Pentaho's GUI is easier to use then Talend's GUI and takes less time to learn.


My impression
Pentaho is easier to use because of its GUI.
Talend is more a tool for people who are making already a Java program and want to save lots and lots of time with a tool that generates code for them.



Assuming Pentaho made it to the next round....

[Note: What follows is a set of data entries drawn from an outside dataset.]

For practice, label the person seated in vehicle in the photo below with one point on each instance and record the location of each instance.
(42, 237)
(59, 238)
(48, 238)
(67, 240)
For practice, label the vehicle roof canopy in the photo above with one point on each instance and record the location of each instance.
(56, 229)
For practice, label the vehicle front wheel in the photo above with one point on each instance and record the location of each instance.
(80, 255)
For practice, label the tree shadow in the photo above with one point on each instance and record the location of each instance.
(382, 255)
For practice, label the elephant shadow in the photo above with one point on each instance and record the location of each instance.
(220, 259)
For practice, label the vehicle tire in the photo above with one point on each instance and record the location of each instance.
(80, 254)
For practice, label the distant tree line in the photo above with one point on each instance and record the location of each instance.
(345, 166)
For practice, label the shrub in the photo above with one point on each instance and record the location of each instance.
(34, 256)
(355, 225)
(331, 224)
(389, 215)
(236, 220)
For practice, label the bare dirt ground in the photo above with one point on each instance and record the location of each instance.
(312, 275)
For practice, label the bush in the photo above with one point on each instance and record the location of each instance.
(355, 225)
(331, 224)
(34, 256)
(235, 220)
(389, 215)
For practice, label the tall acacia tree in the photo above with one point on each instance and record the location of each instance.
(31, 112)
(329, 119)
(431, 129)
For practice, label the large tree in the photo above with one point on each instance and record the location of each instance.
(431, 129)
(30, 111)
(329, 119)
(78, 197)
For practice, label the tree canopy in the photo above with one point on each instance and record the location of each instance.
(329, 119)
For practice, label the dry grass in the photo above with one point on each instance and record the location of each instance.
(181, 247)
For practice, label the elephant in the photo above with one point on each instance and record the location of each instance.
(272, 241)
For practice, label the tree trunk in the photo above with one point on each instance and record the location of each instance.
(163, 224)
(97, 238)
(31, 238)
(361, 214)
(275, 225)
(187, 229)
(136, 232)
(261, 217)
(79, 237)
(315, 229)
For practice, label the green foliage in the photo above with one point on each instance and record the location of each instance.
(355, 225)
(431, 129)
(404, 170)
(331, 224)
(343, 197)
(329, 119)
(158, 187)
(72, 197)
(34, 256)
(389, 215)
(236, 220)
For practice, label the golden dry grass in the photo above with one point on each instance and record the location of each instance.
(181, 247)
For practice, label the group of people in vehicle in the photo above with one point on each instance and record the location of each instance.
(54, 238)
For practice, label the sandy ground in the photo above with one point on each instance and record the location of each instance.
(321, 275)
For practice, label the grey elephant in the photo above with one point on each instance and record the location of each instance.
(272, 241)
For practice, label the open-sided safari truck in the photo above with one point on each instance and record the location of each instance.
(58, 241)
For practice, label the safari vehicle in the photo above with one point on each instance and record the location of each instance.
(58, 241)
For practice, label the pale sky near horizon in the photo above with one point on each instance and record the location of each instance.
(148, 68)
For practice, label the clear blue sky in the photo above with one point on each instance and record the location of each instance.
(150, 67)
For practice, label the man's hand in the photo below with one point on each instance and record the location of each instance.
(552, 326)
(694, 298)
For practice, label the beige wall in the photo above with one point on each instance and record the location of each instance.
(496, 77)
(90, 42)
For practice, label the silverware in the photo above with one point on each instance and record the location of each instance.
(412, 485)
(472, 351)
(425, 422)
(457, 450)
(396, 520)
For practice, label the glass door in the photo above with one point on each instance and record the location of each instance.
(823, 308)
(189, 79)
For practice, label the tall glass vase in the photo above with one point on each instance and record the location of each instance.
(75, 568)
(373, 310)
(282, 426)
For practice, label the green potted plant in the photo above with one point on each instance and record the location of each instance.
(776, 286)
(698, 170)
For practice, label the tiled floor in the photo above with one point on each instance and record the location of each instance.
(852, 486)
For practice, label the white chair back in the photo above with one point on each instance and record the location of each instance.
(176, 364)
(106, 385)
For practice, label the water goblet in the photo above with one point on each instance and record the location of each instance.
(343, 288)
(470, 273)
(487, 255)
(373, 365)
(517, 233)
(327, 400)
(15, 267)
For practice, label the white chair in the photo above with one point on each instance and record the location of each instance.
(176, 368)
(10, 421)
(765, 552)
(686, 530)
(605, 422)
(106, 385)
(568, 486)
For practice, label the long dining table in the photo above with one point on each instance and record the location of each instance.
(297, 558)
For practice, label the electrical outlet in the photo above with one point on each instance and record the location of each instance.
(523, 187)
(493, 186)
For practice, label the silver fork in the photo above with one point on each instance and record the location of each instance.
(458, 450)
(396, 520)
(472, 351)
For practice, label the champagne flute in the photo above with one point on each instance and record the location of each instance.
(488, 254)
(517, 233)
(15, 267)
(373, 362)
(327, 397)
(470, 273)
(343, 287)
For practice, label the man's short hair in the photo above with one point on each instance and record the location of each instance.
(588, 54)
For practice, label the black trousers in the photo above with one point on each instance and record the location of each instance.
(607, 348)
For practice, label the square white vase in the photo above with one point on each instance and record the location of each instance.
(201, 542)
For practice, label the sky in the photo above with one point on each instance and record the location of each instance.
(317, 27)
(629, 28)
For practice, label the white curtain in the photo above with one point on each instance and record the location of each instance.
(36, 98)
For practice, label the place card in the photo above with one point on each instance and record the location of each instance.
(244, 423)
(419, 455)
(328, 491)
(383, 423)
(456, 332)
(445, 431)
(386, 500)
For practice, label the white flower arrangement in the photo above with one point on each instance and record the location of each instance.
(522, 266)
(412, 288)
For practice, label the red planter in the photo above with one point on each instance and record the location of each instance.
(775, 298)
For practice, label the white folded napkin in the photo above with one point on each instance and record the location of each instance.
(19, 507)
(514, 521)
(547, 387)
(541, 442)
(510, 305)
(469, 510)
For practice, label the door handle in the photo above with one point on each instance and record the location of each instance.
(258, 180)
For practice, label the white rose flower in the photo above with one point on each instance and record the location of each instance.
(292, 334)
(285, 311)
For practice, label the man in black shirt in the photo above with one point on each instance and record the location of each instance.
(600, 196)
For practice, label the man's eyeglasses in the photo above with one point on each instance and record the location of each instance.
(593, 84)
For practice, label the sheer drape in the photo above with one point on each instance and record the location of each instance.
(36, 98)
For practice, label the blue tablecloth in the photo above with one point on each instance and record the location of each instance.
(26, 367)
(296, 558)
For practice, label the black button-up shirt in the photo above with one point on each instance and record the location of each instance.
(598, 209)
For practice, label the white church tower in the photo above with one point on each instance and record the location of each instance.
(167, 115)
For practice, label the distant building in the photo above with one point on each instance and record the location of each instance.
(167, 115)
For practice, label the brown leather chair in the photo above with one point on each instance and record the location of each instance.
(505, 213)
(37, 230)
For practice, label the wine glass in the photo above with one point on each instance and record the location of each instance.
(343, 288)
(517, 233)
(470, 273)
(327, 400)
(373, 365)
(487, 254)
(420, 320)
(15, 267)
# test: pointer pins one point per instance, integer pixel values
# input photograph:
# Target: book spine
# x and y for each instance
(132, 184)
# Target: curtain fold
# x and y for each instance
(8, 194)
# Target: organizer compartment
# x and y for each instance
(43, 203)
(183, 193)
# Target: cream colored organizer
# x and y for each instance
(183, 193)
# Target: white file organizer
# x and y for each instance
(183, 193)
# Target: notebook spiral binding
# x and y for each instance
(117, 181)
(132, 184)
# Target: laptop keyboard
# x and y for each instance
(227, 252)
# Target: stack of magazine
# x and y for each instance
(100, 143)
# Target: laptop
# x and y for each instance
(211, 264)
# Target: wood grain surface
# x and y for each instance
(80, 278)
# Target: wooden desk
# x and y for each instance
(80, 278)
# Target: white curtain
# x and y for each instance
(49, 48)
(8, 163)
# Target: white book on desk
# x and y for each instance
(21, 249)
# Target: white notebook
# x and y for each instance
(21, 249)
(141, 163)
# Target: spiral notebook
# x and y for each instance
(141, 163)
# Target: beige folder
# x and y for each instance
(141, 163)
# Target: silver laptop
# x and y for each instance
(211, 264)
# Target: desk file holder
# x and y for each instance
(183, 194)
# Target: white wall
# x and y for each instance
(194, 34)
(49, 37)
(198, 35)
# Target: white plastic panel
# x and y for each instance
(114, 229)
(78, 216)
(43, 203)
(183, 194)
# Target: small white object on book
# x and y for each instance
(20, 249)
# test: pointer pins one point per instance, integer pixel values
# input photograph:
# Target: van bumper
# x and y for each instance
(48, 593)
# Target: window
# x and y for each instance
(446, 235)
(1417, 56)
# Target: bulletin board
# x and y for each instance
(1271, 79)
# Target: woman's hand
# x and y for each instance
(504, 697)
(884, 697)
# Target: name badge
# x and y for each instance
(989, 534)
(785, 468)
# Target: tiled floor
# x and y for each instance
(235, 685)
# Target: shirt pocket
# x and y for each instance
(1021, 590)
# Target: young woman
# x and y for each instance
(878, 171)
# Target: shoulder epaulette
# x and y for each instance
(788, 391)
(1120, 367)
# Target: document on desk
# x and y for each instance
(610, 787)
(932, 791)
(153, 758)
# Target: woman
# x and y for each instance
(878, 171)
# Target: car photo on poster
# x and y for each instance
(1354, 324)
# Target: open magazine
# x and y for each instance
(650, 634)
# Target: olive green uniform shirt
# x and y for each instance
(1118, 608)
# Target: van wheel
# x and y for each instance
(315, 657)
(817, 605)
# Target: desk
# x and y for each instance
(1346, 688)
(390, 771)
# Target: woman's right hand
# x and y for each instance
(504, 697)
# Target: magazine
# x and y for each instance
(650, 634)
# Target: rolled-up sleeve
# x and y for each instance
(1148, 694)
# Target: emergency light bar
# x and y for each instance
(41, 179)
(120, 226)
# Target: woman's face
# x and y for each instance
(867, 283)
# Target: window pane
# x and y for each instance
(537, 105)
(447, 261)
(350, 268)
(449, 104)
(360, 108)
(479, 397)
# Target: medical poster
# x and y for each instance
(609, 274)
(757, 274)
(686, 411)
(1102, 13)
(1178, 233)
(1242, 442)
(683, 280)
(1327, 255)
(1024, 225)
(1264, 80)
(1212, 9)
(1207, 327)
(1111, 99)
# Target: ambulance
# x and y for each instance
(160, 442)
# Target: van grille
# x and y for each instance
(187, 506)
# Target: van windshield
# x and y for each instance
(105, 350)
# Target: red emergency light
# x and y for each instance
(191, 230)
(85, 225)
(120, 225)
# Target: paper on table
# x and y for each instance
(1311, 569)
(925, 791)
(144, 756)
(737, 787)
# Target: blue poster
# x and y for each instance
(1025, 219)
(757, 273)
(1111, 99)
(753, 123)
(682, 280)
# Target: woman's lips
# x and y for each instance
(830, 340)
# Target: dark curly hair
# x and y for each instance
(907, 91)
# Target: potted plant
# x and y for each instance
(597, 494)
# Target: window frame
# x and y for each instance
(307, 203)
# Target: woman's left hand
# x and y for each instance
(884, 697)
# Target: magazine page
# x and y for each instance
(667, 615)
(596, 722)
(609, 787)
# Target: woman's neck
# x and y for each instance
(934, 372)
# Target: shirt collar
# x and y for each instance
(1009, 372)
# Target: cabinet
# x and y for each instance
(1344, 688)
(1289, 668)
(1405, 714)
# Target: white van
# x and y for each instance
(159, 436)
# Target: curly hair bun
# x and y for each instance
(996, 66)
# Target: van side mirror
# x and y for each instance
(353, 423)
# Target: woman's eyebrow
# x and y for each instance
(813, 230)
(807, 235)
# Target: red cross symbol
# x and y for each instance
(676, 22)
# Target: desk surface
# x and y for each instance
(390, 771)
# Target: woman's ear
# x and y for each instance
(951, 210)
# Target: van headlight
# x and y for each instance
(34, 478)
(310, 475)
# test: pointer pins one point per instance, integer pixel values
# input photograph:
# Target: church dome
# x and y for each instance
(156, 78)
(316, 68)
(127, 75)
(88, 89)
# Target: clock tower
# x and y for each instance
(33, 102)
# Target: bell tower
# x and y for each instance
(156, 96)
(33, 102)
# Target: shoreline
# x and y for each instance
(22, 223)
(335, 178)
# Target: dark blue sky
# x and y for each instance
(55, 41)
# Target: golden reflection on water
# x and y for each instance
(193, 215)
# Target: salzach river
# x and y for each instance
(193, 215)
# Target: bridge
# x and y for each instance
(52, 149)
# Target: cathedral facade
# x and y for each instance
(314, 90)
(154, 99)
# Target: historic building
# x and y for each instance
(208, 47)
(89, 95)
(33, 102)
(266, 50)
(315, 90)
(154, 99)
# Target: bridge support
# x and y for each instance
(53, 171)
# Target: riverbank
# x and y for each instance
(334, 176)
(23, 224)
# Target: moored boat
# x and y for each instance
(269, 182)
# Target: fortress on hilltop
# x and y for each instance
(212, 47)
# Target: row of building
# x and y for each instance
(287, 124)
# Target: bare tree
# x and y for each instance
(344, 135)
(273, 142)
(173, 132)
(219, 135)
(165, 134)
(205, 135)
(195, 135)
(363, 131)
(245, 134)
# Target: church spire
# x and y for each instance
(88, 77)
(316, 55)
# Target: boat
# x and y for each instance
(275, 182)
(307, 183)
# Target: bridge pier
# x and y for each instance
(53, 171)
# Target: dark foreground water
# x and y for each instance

Pentaho Kettle vs Informatica

Informatica
Informatica is a very good commercial data integration suite.
It was founded in 1993
It is the market share leader in data integration (Gartner Dataquest)
It has 2600 customers. Of those, there are fortune 100 companies, companies on the Dow Jones and government organization.
The company's sole focus is data integration.
It has quite a big package for enterprises to integrate their systems, cleanse their data and can connect to a vast number of current and legacy systems.
Its very expensive, will require training some of your staff to use it and probably require hiring consultants as well. (I hear Informatica consultants are well paid).
Its very fast and can scale for large systems. It has "Pushdown Optimization" which uses an ELT approach that uses the source database to do the transforming - like Oracle Warehouse Builder.


Comparison
Pentaho's Javascipt is very powerful when writing transformation tasks.
Informatica has many more enterprise features, for example, load balancing between database servers.
Pentaho's GUI requires less training then Informatica.
Penatho doesn't require huge upfront costs as Informatica does. (that part you saw coming, I'm sure)
(edited)Informatica is faster then Pentaho. Infromatica has Pushdown Optimization, but with some tweaking to Pentaho and some knowledge of the source database, you can improve the speed of Pentaho. (also see line below)
(new)You can place Pentaho Kettle on many different servers (as many as you like, its free) and use it as a cluster.
Informatica has much better monitoring tools then Pentaho.


My Impression
Informatica is a really good enterprise ETL suite, but is very big and expensive.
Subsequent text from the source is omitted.